Footloose with the Flippant Flâneur
Photo pilgrim Volker Gerling's retro animation FX regale PuShFest crowd @ York
Saint Paul commands us to “Look not at the things which are seen, but at the things which are not seen.” But how to do that through a camera lens?
The human eye “sees” motion as 24 still images per second. Unseen are the interstices between these images, too evanescent for the mind to process.
But that’s where the magic happens and people reveal their essential natures, as far as photographer Voker Gerling is concerned.

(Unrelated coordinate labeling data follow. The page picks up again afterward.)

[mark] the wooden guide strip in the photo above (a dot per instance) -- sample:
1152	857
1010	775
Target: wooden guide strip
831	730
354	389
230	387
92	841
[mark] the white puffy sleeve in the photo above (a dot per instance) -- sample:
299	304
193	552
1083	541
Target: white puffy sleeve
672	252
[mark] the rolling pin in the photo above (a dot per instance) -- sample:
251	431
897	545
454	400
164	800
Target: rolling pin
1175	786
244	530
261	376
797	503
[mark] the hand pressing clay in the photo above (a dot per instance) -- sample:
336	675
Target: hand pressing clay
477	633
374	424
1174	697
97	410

So, taking Saint Paul at his word, Gerling sets out to slow down the flicker of freeze-frames just long enough for us to impute the fleeting thoughts and emotions of his portrait subjects. He’s criss-crossed his native Germany on foot yearly since 2003 asking ordinary people for permission to photograph them.

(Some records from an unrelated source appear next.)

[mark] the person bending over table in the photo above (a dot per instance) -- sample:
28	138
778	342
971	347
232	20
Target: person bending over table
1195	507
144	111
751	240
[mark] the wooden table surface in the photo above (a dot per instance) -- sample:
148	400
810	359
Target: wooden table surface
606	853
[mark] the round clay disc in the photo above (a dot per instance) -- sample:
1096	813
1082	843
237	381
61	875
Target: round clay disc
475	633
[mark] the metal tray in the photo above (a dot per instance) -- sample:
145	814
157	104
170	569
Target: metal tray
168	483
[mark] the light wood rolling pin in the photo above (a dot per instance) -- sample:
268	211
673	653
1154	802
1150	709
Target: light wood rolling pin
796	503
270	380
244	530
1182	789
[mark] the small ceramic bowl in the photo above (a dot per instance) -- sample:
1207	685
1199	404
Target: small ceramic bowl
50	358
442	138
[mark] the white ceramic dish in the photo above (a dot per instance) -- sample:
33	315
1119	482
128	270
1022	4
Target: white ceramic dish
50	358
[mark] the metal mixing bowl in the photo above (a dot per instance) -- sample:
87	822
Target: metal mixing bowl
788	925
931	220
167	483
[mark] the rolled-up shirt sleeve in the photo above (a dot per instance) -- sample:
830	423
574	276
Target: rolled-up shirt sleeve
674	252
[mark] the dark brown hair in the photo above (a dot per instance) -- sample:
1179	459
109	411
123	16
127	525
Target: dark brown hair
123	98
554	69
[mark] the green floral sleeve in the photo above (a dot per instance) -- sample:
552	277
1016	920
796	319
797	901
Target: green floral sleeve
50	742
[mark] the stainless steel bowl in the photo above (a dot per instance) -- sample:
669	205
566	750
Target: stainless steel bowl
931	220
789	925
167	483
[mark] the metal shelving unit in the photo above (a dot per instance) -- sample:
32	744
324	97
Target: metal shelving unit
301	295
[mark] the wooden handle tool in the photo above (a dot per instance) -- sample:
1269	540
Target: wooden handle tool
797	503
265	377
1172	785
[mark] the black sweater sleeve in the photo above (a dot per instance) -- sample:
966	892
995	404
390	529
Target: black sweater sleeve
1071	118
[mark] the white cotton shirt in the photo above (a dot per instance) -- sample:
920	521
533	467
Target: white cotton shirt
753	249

His subjects typically expect a single “snap,” but instead find themselves captured by his noisy, motor-driven Nikon in 36 shots over a dozen seconds. Their reactions to this ambush can range from embarrassed titters to flaunting exhibitionism to unflappable fixity.
Gerling compiles these serried images into 36-card flipbooks that he thumbs through to display for us via an overhead projector, at the same time relating the “back-story” of each encounter. He can speed up or slow down the flip show to draw out hidden resonances of his imagery. The result is oddly affecting – eerie or funny or poignant, but always far more resonant and nuanced than could be achieved with either a static portrait or a normal film clip.
The technique works not just for people, but also for places. He displays flipbooks of grim flatblocks, random crossroads, city skylines, gallery walls, even a public loo. These he shoots with a fixed camera over much longer intervals: hours, days or months, so as to capture changes of lighting, weather and passersby. Viewed this way, even a still life or inanimate tableau acquires its own “personality.”
In Corinthians II, 4:18, Saint Paul goes on to explain his admonition: “For the things which are seen are temporal, but the things which are not seen are eternal.” Gerling’s flipbooks might fall somewhere short of eternity, but they do leave a lasting impression.
Temporally, though, his PuShFest engagement at The Cultch’s York Theatre lasts only through Thursday, January 26th. Well worth catching while he’s still in town.
In between shows, look out for footloose flâneur stalking the local streets; he’s been known to flip Vancouverites before.